# Burton Cartel vs Union Force



## AWNOW (Sep 12, 2009)

dlau247 said:


> Burton Cartel vs Union Force opinions on this topic would be much appreciated.


Are you a park rider? jibs, rails, kickers? Are you all mountain riding?


----------



## rgrwilco (Oct 15, 2007)

ive ridden both, so ill chime in.

they feel sort of similar to me. both have more of a medium flex, and are responsive. the straps on the unions are much more comfortable for me. burtons straps give me a weird pressure point. i personally like the idea of being able to adjust my heelcup instead of having a one piece baseplate/heelcup combo as well. 
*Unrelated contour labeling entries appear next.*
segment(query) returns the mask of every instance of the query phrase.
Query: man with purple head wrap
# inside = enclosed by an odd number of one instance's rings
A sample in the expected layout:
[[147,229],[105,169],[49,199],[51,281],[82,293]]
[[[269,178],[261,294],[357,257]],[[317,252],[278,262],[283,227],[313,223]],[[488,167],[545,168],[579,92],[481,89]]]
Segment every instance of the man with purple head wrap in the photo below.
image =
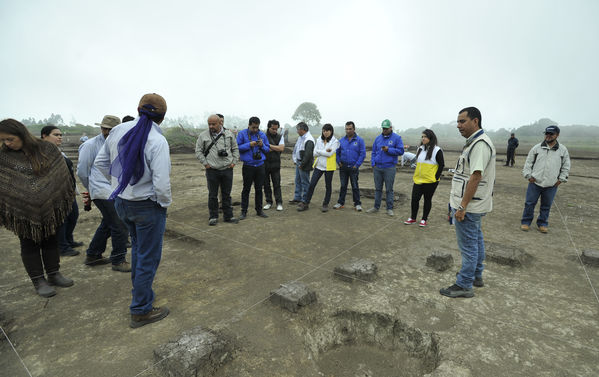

both are good for freeride or park. i prefer the unions over the cartels.


----------



## dlau247 (Feb 16, 2009)

AWNOW said:


> Are you a park rider? jibs, rails, kickers? Are you all mountain riding?


all mountain, free ride


----------



## Bizzman (Dec 31, 2009)

That was my choice between these to pick binding for this season. I got the Union Force, absolutely love them , great feel thru pow and jib. Even cool green color


----------



## Leo (Nov 24, 2009)

I'm preparing my riot shield to duck for cover from all the Unioners that are about to riot in here against Burton 

I have the 2010 Flow NXT-FSE bindings on my 07 Shaun White 158cm Board 

That last comment was made to point out that we have a similar setup :thumbsup:


----------



## SnoRidr (Jan 7, 2009)

Leo said:


> I'm preparing my riot shield to duck for cover from all the Unioners that are about to riot in here against Burton


X2!!!



Leo said:


> I have the 2010 Flow NXT-FSE bindings on my 07 Shaun White 158cm Board
> 
> That last comment was made to point out that we have a similar setup :thumbsup:


I'm currently sporting the 2009 Flow NXT-ATs on my 07 Royale 162cm :laugh:


----------



## bakesale (Nov 28, 2008)

I'm not a fan of pretty much anything Burton does but the Cartels have been my favourite freestyle binding for about 5 years now.


----------



## mjd (Mar 13, 2009)

dlau247 said:


> Burton Cartel vs Union Force opinions on this topic would be much appreciated.


i have the est cartels and union forces. i like them both a lot. the forces are more cushy and the straps stay put. the cartels are lighter and easier to adjust and mount. both work really really good with the boards i use. capita, dwd, burton


----------